25 Views
Anthropology and Environment Society
Oral Presentation Session
Tom Boyd
University of Manchester
The erosion of lands in riverine areas of the Brahmaputra Valley in Northeast India poses acute problems. On the large river island of Majuli this annually results in large sections of residential and agricultural lands being washed away with the monsoon. Interventions by state agencies to stabilise land/river boundaries have been perceived by residents as haphazardly planned and implemented. Erosion continues and it is not taken for granted by residents that efficacious interventions on the river will adequately materialise.
Contrary to what has often been transcreated within popular media accounts, the uncertainty generated around how and when various lands might be stabilised has not fostered a pervasive downbeat fatalism. Many residents by contrast pursue the materialisation of generative and aspirational life trajectories, including the building of desirable concrete households on vulnerable land. These desires for permanence and prosperity can equally be understood through ethical reflections by residents concerning planned large communication and transport infrastructure on Majuli and the smoother flows they might facilitate.
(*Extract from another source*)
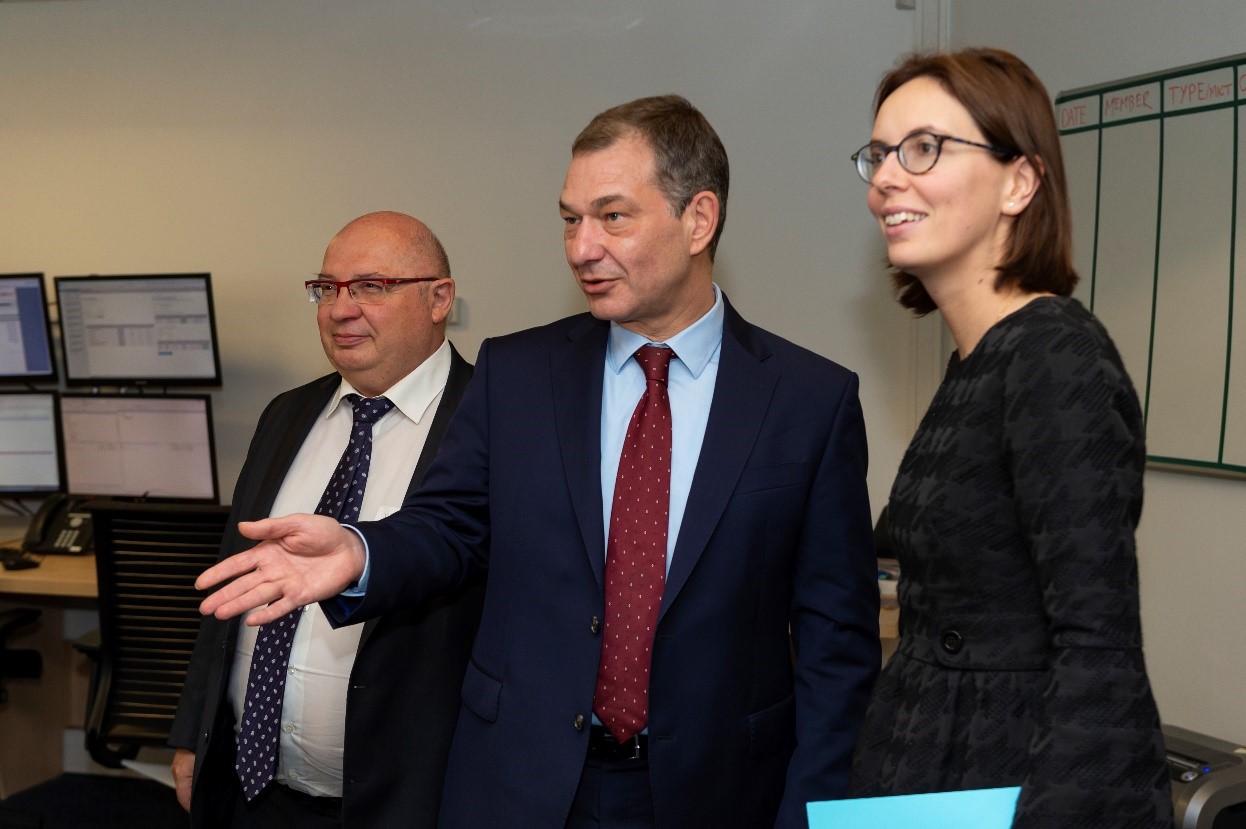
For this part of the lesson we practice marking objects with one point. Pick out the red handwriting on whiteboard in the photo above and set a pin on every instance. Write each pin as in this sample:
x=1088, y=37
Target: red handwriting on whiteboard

Drawing on ethnographic fieldwork this presentation explores how a focus on prospective infrastructure projects in an ‘environment on the move’ draws out the transformative connections and disconnections they contain. Whilst destructive trajectories relating to erosion hang as suspended potentialities on nearby temporal horizons, can this be made sense of as a contested ‘meantime’? Perhaps rather the uncertainty concerning the ‘chasing river’ allow for divergent futures to emerge and submerge at specific moments as residents negotiate and pursue the materialisation of aspirations for permanence, prosperity and comfort.